Allein am Donnerstag waren bei einer Serie von Bombenexplosionen mehr als 30 Menschen getötet und über 100 verletzt worden. Die Anschläge richteten sich gegen schiitische Pilger, die auf dem Weg nach Kerbala waren, der Heiligen Stadt der Schiiten. Aber auch ein hochrangiger Polizeioffizier, zwei seiner Beamten und ein örtlicher Funktionär der Dawa-Partei von Ministerpräsident Maliki wurden bei einem Anschlag getötet. Die Sicherheitskräfte entschärften darüber hinaus neun weitere Bomben, die entlang der nach Bagdad führenden Straße versteckt waren.

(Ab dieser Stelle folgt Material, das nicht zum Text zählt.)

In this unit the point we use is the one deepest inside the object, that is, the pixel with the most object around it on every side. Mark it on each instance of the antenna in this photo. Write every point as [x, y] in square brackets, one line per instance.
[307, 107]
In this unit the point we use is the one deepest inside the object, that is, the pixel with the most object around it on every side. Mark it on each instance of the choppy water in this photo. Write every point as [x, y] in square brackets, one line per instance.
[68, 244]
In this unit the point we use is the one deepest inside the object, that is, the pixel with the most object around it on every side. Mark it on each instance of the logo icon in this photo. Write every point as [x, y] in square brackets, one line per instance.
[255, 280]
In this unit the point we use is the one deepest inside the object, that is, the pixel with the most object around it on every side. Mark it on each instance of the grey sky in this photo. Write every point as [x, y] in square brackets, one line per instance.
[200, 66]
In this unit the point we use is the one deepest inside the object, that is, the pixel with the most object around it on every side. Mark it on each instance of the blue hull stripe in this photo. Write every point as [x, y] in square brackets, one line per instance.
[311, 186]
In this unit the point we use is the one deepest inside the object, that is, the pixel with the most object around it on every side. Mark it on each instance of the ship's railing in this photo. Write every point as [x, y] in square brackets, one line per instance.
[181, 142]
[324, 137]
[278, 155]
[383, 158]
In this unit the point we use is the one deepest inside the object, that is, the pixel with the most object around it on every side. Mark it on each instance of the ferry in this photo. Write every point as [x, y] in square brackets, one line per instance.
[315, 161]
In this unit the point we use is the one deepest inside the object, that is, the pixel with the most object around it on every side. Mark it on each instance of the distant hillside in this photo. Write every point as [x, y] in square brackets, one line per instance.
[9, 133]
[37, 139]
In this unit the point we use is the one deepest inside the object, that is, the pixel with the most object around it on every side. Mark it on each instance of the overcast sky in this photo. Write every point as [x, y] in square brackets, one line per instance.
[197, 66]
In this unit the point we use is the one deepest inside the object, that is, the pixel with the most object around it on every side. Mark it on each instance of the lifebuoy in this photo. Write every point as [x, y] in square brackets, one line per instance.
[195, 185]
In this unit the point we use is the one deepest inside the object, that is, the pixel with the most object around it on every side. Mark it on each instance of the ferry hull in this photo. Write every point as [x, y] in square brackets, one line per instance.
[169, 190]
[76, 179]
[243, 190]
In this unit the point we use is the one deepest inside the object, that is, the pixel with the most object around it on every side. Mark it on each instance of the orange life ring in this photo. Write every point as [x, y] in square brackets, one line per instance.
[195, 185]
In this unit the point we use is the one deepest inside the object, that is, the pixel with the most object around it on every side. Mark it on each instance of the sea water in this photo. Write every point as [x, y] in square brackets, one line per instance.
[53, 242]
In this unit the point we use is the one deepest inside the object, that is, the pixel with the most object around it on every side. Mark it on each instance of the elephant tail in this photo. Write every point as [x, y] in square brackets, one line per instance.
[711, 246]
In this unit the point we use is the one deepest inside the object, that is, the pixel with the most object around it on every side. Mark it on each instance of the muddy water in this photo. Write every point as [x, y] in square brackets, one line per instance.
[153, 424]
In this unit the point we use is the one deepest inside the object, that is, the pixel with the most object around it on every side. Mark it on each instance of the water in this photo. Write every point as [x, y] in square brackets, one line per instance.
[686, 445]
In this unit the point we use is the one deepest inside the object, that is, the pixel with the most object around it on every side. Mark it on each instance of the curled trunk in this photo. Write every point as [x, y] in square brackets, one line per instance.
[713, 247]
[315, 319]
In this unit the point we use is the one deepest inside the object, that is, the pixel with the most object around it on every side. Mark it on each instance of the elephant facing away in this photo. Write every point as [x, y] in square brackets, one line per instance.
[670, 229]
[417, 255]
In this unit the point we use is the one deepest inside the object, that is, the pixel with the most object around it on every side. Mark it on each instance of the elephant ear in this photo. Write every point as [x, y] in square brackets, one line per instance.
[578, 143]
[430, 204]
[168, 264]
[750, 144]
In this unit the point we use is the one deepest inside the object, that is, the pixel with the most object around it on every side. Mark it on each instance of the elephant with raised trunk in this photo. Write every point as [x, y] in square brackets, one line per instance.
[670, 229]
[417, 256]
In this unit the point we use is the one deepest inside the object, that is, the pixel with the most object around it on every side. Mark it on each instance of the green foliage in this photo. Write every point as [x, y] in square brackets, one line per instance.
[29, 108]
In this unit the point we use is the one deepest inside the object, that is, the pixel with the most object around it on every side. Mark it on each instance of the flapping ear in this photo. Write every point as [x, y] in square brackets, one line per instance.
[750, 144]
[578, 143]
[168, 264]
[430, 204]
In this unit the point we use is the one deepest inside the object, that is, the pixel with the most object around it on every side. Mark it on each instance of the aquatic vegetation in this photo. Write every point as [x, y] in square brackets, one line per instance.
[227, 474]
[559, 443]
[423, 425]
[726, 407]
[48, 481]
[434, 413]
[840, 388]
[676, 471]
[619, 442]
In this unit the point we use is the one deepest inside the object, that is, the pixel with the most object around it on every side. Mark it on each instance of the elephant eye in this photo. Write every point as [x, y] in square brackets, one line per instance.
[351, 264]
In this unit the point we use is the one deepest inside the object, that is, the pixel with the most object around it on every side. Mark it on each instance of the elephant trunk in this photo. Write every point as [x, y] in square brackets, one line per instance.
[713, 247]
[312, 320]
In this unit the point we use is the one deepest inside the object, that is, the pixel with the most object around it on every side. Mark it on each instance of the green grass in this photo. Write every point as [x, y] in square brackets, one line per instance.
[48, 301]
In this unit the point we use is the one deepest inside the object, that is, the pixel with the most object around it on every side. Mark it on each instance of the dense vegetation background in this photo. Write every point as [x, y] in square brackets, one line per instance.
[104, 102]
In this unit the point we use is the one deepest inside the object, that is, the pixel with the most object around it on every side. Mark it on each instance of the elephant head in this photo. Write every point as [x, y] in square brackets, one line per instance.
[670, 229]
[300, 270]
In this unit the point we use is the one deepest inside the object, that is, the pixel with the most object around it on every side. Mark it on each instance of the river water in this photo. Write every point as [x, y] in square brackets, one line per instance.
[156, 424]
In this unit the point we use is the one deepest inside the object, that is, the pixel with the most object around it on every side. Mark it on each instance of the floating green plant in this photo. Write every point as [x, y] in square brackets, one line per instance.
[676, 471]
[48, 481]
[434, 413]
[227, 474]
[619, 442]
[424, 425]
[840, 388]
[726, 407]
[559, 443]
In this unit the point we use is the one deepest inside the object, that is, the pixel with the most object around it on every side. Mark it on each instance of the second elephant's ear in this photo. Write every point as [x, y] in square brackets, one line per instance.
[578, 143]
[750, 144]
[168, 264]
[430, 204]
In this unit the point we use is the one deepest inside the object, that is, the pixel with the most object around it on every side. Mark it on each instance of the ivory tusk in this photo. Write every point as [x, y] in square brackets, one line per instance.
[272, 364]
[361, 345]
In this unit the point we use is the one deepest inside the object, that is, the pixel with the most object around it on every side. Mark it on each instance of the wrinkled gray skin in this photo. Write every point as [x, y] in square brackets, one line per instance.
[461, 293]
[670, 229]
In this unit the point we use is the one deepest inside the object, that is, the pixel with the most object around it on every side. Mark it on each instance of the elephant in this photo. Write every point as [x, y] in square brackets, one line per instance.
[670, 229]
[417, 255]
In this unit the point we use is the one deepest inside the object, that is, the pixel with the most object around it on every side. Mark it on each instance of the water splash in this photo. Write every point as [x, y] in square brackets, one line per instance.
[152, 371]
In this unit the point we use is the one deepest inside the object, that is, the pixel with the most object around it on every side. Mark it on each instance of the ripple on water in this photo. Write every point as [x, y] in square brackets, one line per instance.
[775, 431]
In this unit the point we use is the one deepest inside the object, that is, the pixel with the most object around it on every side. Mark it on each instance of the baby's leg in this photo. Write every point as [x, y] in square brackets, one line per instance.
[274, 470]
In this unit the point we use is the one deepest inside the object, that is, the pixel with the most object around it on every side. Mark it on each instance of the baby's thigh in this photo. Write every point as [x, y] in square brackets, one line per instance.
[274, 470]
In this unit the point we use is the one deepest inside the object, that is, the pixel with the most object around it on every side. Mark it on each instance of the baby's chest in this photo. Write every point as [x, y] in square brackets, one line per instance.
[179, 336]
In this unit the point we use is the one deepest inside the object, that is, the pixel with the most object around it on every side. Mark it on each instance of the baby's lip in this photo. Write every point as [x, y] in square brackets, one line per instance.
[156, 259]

Auch am Freitag und Samstag wurden schiitische Gläubige in Bagdad angegriffen. Die Explosion einer Bombe kostete mindestens sechs Menschen das Leben. Am letzten Tag des Festes kamen am Sonntag bei einem Bombenanschlag in Tus Khormato, nördlich von Bagdad, mindestens vier Pilger ums Leben, 28 wurden verletzt.
In Kerbala kamen bis zu drei Millionen Menschen zusammen, darunter auch Pilger aus dem Iran, aus Bahrain und Kuwait. Die Prozessionen zum Ashura-Fest mit ihren traditionellen Geißelungen waren während der Herrschaft von Saddam Hussein verboten. Nach dessen Sturz im Jahr 2003 sind die Feierlichkeiten auch eine Demonstration des Selbstbewusstseins der schiitischen Mehrheitsbevölkerung im Irak.